In a world shaped by population growth, urbanization, digitalization and environmental concerns, industrial reality is the true challenge. And that’s exactly where we at SKF want to be. Right at the centre, providing reliable rotation for the real world.

Our expertise is built on the development, design and manufacture of bearings, seals and lubrication systems. And we also provide machine health assessment, engineering and remanufacturing services. But what we’re really offering is an arena for innovation – an opportunity for our customers to use the tools we provide to explore, improve or rethink the performance of their rotating equipment. A place where even the smallest adjustment can make a big difference.

Rolling Bearings

Rolling bearings support and guide rotating or oscillating machine elements – such as shafts, axles or wheels – and transfer loads between machine components. They provide high precision and low friction and therefore enable high rotational speeds while reducing noise, heat, energy consumption and wear. Rolling bearings are cost-effective and exchangeable machine elements that typically follow national or international dimension standards.

Mounted Bearings

Mounted bearings and housings with rolling bearings support a rotating shaft, which can be bolted on a machine frame or any other substructure. There is no need to precisely machine a bearing housing in a surrounding casing. This makes these solutions cost-efficient and easy to use, while providing full rolling bearing performance.

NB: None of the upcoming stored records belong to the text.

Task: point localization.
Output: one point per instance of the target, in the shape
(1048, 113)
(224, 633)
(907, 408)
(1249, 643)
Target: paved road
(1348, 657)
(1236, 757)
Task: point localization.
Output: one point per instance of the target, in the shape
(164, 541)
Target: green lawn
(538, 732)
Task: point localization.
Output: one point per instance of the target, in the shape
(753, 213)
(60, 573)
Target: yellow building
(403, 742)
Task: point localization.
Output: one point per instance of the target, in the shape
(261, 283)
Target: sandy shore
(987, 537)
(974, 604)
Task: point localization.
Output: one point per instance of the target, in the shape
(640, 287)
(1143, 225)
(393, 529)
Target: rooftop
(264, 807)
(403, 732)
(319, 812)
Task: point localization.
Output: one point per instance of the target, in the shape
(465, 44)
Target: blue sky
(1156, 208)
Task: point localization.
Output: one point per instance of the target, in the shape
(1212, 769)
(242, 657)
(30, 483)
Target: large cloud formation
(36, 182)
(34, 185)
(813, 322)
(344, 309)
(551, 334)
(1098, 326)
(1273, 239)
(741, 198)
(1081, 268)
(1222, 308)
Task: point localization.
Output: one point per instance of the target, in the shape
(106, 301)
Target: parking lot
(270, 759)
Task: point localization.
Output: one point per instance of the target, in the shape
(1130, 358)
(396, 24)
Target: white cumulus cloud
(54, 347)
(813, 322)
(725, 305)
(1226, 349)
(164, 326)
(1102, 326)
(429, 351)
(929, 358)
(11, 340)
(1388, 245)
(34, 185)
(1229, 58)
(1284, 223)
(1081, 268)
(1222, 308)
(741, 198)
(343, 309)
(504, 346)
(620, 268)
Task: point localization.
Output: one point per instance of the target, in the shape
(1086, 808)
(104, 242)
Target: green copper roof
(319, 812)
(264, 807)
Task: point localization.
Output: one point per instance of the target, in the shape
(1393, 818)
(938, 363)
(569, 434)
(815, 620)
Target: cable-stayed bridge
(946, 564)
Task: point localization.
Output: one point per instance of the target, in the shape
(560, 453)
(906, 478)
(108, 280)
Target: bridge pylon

A self-aligning ball bearing is ideal for applications in which the shaft and housing are misaligned. Designed to accommodate a three-degree misalignment, self-aligning ball bearings minimize friction and frictional heat. Due to the relatively small contact angle, axial load capacities of these bearings are lower than, for example, that of angular contact bearings.

The bearings are capable of handling both static and dynamic misalignment. In addition, sealed, self-aligning ball bearings are resistant to dirt and other contaminants. There are many applications for self-aligning ball bearings, including mining, food processing and mass production, such as in the textile industry.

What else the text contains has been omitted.